Daily Gospel Reflection – Twelfth Sunday in Ordinary Time - Gospel: Mc 4:35-41
Daily Gospel Reflection – Twelfth Sunday in Ordinary Time - Gospel: Mc 4:35-41
June 20, 2021
Twelfth Sunday in Ordinary Time
Gospel: Mc 4:35-41
On that day, as evening drew on, Jesus said to his disciples:
“Let us cross to the other side.”
Leaving the crowd, they took Jesus with them in the boat just as he was.
And other boats were with him.
A violent squall came up and waves were breaking over the boat,
so that it was already filling up.
Jesus was in the stern, asleep on a cushion.
They woke him and said to him,
“Teacher, do you not care that we are perishing?”
He woke up,
rebuked the wind, and said to the sea, “Quiet! Be still!”
The wind ceased and there was great calm.
Then he asked them, “Why are you terrified?
Do you not yet have faith?”
They were filled with great awe and said to one another,
“Who then is this whom even wind and sea obey?”
Source: United States Conference of Catholic Bishops
Bishop Robert Barron
Friends, the story at the heart of our Gospel for today is the storm at sea.

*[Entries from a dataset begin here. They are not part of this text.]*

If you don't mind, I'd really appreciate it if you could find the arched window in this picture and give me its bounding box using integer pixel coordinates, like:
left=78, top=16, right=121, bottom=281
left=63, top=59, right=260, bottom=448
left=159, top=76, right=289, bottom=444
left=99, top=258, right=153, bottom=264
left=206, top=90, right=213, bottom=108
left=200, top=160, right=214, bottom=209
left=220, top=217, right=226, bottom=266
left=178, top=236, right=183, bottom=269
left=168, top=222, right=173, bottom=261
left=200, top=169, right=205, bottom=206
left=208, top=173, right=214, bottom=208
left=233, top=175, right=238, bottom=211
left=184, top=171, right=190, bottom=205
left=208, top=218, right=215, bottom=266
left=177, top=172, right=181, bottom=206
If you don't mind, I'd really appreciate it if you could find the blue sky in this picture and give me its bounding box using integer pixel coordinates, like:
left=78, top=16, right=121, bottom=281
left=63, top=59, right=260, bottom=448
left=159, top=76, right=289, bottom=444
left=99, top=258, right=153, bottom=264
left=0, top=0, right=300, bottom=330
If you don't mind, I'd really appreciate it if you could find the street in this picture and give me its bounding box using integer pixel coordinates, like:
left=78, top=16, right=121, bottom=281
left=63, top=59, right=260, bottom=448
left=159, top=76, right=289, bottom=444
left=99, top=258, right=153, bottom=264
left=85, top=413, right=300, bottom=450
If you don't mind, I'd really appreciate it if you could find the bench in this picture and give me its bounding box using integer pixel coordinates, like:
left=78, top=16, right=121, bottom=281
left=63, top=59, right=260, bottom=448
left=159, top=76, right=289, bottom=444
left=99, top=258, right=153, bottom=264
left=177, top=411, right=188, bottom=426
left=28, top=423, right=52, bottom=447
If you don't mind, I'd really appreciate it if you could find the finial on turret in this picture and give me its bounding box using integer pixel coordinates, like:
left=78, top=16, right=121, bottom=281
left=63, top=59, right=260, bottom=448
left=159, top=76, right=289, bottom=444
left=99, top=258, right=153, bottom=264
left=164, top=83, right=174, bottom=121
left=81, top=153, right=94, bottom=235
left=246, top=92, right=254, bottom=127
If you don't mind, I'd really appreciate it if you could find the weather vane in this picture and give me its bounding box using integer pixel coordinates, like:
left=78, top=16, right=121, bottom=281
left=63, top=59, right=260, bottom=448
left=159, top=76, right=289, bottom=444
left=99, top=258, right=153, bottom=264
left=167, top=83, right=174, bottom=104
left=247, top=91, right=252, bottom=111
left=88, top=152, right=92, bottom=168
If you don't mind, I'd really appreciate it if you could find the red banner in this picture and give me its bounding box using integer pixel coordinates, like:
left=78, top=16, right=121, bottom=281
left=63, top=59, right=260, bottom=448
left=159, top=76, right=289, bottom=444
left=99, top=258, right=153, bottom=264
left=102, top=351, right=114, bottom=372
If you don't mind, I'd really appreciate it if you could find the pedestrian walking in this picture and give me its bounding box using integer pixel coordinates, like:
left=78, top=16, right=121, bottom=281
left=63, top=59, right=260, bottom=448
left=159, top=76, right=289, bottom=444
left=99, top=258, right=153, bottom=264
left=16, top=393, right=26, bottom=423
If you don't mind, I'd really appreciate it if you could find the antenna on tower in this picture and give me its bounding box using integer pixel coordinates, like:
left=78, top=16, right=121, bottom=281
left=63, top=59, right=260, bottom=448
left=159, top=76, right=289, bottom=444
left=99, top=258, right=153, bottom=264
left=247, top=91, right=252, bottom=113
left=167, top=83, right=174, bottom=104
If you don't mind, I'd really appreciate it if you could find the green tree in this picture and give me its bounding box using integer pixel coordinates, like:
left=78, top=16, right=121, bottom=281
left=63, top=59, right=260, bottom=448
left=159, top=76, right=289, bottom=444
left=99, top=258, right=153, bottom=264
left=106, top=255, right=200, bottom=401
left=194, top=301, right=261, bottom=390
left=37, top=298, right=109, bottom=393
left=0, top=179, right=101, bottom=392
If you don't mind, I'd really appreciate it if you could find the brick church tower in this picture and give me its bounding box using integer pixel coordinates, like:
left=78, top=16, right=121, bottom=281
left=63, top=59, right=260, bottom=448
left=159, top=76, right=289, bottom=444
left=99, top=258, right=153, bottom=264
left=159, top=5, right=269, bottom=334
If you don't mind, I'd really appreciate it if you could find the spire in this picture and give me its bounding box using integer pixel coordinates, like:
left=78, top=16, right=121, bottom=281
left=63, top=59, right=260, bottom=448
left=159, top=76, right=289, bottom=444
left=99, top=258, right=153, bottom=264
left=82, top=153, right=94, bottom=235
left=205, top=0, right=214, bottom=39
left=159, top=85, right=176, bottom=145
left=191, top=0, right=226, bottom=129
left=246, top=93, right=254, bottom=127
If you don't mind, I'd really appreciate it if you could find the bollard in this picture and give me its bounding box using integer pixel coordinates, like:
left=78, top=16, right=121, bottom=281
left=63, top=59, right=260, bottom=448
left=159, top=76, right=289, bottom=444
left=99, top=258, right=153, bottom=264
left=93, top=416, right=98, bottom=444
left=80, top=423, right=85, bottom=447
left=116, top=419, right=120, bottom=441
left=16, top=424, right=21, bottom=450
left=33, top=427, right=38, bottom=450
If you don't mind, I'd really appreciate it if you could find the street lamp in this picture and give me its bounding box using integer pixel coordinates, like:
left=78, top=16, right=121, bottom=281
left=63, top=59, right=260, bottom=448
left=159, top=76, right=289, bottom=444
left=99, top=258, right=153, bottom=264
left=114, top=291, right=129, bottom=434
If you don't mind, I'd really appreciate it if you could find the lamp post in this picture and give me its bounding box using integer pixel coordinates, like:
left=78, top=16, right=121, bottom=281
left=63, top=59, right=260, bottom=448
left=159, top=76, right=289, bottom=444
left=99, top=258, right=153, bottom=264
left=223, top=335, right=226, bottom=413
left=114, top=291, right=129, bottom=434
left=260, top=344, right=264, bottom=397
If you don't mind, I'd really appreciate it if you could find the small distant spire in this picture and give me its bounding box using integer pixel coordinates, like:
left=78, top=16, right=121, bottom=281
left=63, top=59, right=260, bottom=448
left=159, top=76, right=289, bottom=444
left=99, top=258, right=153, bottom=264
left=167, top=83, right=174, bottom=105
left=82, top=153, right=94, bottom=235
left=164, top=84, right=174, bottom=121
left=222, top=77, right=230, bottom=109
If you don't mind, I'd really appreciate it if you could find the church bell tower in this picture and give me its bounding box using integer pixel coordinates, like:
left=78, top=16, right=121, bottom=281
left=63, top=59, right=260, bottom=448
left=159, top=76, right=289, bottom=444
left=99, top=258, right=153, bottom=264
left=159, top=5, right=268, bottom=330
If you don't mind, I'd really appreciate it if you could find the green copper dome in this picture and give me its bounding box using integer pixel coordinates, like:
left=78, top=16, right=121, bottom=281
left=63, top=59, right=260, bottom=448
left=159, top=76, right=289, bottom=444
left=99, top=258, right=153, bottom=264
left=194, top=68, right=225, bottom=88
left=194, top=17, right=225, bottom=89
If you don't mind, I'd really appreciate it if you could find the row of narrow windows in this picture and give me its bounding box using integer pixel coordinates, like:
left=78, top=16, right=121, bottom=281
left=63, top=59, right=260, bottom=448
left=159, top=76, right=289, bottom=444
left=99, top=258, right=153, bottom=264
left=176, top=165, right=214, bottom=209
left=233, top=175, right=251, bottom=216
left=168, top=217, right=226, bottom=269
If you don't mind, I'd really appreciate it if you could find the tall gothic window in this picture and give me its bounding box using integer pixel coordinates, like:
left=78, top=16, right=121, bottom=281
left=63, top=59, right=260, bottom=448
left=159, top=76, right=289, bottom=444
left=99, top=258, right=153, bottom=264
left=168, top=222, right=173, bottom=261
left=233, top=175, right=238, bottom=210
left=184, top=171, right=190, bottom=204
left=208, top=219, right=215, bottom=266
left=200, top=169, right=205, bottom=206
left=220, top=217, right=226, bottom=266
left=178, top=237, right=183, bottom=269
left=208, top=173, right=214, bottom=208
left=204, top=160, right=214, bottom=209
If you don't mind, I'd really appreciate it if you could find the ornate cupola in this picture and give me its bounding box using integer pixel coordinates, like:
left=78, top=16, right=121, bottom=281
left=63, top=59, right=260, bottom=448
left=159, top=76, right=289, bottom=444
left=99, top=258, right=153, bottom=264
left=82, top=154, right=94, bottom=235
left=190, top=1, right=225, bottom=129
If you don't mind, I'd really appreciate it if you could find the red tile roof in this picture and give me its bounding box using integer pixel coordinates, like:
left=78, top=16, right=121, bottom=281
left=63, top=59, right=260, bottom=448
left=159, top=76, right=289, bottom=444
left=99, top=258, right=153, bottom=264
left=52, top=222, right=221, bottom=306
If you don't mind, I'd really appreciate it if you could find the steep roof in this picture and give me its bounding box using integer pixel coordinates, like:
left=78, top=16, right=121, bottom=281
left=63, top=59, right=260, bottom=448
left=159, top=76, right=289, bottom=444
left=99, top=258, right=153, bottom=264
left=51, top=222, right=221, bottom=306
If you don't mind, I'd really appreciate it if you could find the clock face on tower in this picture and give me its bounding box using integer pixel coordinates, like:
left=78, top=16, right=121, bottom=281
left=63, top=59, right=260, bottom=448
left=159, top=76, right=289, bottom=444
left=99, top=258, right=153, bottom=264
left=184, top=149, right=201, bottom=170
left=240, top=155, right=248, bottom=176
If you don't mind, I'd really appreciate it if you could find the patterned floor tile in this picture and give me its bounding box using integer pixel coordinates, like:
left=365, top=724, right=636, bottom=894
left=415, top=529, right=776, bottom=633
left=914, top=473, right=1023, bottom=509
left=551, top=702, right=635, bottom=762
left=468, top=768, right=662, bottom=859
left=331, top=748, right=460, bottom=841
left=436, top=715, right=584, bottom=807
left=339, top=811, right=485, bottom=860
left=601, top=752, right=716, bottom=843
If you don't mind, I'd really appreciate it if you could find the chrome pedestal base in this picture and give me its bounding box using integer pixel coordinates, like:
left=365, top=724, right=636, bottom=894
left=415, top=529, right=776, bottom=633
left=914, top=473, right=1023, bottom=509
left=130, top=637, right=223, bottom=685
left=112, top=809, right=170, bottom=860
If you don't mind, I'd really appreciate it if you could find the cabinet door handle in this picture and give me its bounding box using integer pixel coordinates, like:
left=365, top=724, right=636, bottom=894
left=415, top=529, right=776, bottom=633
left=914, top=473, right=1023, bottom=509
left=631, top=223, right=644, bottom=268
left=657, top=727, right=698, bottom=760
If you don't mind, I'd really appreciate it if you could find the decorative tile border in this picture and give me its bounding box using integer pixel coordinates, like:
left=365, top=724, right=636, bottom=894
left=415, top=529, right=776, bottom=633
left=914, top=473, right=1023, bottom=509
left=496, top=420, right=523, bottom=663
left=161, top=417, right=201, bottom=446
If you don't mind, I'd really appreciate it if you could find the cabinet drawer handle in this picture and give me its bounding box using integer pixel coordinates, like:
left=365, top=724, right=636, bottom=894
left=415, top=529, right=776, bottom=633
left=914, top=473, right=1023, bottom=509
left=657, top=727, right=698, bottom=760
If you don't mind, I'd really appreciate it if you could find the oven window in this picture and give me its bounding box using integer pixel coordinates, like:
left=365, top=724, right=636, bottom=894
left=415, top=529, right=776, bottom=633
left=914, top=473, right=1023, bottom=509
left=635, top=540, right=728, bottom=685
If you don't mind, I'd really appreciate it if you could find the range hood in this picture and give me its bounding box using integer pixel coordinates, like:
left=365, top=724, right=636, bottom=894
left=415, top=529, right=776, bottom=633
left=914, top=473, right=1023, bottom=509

Karl Barth said that the stormy waters in all of these cases stands for das Nichtige, "the nothing," that which stands opposed to God’s creative intentions, difficulties both interior and exterior, difficulties physical, psychological, and spiritual.
The disciples in the boat are, as I’ve often said, evocative of the Church, making its way through time and space. And those waters are symbolic of everything that besets the members of the Church. To stay within the emotional space of the story, this must have been a terrible storm, to have terrified experienced sailors. This is no small problem, no minor difficulty.
Do you know the de profundis prayer? It comes from Psalm 130: "Out of the depths, I call to you, Lord. Lord, hear my cry!" It is the prayer we should offer at the darkest times of life, when we find ourselves lost and in the shadow of death, when, in our desperation, we feel utterly incapable of helping ourselves.